2

I'm attempting to use pandas to manipulate some data and not seeming to find a built-in way to do resample my data to merge datasets with differing time indices.

It's not hard to do what I want using loops and such, but I'm trying to see if there's a means built into pandas to make it cleaner, perhaps using reindex or resample.

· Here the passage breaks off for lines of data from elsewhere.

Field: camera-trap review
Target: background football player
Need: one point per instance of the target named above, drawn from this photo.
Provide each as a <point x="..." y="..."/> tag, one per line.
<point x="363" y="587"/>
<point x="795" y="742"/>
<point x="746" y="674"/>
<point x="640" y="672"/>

I have two data sets, each of which have data at somewhat regular intervals. One has data every ~10 seconds, the other every ~0.5 seconds. Note these are not perfectly regular in my data (e.g. could be every 9-11 seconds) and this must be preserved.

First I'd like to downsample the high resolution data such that I get the mean of all the high resolution samples that fall in the intervals between the low resolution samples.

Second I'd like to be able to upsample the low resolution data onto the high resolution time indices with interpolation.

I see lots of resample examples, but typically using regular time intervals (e.g. "10S) which won't work for me. I need to resample to irregular intervals defined by another series' index.

An example of the code, and a "manual" way to get the desired downsampling is below.

import pandas as pd
import numpy as np

#  high resolution data
index1 = pd.date_range('1/1/2000', periods=30, freq='S')
d = np.array([1 for i in range(30)])
d[12:23] = 8
hi_res_data = pd.Series(d, index=index1)

# low resolution data
index2 = pd.date_range('1/1/2000 00:00:00.5', periods=6, freq='5S')
low_res_data = pd.Series(range(100,106), index=index2)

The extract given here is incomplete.